Caleb Strong (1745-1819) assisted in drafting the Massachusetts State Constitution in 1779 and served as a state senator and on the Massachusetts Governor's Council before being elected to the inaugural United States Senate. In 1781 Strong was one of the lawyers (another was Worcester lawyer and future United States Attorney General Levi Lincoln, Sr.) who worked on a series of legal cases surrounding Quock Walker, a former slave seeking to claim his freedom. One of the cases, Commonwealth of Massachusetts v. Nathaniel Jennison, firmly established that slavery was incompatible with the new state constitution. Strong was politically active in the rebel cause during the American Revolutionary War. He played an influential role in the development of the United States Constitution at the 1788 Philadelphia Constitutional Convention. Strong narrowly missed his unforgettable place in history. He didn’t sign the historic document because his wife became ill, leaving before the Constitutional Convention ended. Strong had opposed the electoral college format in electing a President, favoring a Legislature vote.

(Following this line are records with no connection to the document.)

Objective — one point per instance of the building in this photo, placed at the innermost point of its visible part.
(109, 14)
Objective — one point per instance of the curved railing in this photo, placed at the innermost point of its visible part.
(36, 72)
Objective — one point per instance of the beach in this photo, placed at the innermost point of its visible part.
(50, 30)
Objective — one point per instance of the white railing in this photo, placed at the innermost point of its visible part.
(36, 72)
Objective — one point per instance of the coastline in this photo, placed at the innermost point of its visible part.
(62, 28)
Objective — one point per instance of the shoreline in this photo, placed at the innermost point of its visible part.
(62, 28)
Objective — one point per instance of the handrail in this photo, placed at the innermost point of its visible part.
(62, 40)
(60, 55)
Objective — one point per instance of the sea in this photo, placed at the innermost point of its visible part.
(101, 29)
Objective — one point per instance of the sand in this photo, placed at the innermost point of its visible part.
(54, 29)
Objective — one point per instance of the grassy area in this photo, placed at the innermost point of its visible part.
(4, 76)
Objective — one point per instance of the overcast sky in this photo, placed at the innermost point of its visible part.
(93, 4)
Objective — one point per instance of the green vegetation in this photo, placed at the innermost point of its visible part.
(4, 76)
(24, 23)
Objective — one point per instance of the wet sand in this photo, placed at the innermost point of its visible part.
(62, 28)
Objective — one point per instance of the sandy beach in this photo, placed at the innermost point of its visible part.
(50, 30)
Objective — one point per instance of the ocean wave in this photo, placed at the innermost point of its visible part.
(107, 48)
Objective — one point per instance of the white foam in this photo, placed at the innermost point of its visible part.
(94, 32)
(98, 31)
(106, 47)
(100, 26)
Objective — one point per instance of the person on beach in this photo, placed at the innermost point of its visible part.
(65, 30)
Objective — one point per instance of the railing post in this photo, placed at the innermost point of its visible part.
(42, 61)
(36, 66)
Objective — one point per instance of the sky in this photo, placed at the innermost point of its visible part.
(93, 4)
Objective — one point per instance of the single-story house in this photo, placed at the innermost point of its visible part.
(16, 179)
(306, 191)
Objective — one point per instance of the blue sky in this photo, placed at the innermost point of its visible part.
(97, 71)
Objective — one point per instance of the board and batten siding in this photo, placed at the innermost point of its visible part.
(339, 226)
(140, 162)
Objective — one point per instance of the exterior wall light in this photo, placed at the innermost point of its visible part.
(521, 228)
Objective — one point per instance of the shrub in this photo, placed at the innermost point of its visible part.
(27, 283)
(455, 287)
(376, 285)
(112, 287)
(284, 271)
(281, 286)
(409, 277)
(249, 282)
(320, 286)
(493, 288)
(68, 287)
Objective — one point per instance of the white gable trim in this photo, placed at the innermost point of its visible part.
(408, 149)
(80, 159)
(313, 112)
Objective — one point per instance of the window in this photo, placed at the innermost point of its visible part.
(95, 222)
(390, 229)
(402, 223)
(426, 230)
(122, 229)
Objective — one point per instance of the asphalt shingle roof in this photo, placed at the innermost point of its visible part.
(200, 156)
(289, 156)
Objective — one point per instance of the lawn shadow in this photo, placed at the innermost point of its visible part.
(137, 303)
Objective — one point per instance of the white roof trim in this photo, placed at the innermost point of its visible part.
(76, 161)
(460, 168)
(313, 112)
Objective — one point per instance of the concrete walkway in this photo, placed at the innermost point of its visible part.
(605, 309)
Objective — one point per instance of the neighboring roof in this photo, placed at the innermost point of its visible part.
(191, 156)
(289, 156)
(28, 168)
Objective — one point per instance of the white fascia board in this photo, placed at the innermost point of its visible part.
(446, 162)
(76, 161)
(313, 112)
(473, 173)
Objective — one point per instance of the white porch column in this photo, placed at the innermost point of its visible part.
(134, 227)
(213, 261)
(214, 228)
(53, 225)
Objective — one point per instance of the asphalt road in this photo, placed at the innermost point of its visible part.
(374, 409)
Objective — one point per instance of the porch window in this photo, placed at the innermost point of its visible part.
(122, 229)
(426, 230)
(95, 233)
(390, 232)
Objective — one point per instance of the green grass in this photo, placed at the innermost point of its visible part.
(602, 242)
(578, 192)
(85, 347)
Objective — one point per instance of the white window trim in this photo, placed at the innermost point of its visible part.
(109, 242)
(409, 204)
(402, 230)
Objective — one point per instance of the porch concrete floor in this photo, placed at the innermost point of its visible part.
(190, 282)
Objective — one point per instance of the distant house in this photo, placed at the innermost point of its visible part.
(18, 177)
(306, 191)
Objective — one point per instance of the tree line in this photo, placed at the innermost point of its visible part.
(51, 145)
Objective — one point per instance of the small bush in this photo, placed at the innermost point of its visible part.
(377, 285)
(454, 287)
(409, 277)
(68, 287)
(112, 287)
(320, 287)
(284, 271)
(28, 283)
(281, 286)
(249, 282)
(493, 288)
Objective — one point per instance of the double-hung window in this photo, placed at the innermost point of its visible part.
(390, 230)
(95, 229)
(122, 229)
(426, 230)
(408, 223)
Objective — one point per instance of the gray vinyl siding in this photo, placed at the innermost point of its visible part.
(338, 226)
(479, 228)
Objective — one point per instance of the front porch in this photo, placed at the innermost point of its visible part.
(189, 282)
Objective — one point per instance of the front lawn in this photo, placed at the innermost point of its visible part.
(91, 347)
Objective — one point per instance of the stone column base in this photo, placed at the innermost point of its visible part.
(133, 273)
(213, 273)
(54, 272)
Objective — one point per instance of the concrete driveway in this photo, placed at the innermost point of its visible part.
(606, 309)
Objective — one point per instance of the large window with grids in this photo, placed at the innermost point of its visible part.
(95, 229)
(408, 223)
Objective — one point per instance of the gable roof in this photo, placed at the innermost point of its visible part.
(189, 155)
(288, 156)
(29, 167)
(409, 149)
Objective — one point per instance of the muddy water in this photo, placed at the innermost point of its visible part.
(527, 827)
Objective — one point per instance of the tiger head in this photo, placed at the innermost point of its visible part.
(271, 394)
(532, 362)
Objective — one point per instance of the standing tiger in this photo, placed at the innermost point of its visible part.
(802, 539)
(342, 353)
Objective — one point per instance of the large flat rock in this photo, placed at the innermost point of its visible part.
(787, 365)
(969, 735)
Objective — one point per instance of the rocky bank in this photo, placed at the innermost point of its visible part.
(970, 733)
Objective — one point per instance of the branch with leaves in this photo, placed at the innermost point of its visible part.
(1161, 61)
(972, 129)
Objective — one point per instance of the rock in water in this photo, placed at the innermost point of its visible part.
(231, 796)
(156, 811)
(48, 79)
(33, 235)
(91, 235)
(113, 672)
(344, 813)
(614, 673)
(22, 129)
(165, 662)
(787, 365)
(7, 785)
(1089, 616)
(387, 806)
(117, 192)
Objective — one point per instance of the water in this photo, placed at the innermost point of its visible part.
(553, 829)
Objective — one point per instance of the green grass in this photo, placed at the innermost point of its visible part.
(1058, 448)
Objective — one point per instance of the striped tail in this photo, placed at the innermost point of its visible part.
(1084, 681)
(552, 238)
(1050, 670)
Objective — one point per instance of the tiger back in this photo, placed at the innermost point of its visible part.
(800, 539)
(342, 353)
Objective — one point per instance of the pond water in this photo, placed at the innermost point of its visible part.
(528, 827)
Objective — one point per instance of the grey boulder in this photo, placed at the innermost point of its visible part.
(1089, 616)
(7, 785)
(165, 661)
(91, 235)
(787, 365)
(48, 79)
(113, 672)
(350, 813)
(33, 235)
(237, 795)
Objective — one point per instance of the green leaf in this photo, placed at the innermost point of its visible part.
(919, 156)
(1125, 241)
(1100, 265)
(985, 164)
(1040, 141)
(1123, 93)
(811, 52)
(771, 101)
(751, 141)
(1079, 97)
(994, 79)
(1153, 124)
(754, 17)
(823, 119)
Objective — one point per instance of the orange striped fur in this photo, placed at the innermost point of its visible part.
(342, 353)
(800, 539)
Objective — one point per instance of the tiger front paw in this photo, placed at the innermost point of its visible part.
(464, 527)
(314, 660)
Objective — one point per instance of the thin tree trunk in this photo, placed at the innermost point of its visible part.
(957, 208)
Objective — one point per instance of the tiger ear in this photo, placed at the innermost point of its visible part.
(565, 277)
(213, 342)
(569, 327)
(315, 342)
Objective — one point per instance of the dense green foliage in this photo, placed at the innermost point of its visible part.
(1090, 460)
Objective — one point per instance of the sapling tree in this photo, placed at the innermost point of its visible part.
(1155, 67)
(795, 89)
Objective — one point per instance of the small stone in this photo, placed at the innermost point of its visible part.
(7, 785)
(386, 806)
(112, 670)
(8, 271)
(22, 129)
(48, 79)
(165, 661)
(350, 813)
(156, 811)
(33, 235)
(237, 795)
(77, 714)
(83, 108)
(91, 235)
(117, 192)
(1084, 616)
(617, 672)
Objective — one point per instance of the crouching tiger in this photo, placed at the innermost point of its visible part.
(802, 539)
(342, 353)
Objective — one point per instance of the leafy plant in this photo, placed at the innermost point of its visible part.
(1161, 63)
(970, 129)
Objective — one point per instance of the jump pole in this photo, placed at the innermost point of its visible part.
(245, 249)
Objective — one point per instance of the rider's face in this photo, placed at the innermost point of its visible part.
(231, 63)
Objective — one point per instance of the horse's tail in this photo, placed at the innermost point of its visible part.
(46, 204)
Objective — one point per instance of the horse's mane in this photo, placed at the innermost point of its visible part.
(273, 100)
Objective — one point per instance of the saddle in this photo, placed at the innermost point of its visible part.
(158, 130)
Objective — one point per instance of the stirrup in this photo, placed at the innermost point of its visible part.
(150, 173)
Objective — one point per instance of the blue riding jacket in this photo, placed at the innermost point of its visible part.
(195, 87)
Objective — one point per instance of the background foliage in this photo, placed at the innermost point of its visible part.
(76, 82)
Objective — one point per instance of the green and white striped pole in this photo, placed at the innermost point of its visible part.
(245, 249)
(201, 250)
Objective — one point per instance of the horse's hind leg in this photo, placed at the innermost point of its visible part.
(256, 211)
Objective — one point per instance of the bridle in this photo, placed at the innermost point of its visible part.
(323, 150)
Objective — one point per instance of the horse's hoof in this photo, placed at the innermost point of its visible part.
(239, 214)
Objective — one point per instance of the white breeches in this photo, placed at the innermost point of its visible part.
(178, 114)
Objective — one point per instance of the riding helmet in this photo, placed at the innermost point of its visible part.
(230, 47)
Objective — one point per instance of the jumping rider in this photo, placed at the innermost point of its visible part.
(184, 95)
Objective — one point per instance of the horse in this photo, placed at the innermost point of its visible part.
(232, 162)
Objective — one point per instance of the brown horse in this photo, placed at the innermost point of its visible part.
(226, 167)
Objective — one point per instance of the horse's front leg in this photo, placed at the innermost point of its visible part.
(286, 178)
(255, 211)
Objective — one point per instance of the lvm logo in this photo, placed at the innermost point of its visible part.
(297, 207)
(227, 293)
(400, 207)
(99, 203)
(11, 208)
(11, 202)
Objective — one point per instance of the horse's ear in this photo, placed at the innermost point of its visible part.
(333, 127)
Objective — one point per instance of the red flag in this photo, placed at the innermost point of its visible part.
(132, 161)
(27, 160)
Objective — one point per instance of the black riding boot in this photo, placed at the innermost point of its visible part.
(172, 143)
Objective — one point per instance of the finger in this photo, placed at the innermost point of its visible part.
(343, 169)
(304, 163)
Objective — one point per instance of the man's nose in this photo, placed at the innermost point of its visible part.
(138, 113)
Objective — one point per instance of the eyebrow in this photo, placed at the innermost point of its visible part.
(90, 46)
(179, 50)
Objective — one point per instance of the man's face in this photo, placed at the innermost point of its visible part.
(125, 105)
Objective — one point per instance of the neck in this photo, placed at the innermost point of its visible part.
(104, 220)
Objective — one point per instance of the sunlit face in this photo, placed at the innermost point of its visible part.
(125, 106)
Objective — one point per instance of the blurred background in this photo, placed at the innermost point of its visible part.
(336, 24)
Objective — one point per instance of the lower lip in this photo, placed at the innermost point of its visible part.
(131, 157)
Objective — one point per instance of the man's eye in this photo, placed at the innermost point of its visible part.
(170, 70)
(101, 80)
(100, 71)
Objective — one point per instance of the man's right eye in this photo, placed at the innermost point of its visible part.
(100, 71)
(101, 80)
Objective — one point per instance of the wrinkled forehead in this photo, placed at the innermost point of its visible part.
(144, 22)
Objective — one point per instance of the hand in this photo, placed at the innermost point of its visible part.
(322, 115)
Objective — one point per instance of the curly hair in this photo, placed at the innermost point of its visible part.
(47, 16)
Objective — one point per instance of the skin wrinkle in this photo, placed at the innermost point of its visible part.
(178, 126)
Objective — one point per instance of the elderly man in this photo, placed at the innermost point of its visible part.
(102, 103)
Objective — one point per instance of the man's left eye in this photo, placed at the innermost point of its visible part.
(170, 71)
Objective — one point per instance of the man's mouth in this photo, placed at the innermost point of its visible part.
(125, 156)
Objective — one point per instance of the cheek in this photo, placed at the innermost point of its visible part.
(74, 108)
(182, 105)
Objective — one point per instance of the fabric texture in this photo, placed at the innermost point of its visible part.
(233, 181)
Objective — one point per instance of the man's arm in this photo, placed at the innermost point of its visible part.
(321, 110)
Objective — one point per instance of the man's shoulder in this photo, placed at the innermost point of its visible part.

Strong was a United States Senator during the first Senate Session where he played a leading role in the passage of the Judiciary Act of 1789, which established the federal court system.
He served as the sixth and tenth Governor of Massachusetts between 1800 and 1807, and again from 1812 until 1816. A leading member of the Massachusetts Federalist Party, his political success delayed the decline of the Federalists in Massachusetts.

Strong sought to retire from politics after losing the 1807 governor's race, but the advent of the War of 1812 brought him back to the governor's office as a committed opponent of the war. He refused United States Army requests that state militia be placed under army command, and in 1814 he sought to engage Nova Scotia Governor John Coape Sherbrooke in peace talks. The state and federal government's weak defense of Massachusetts' northern frontier during Strong's tenure contributed to the successful drive for Maine's statehood, which was granted in 1820.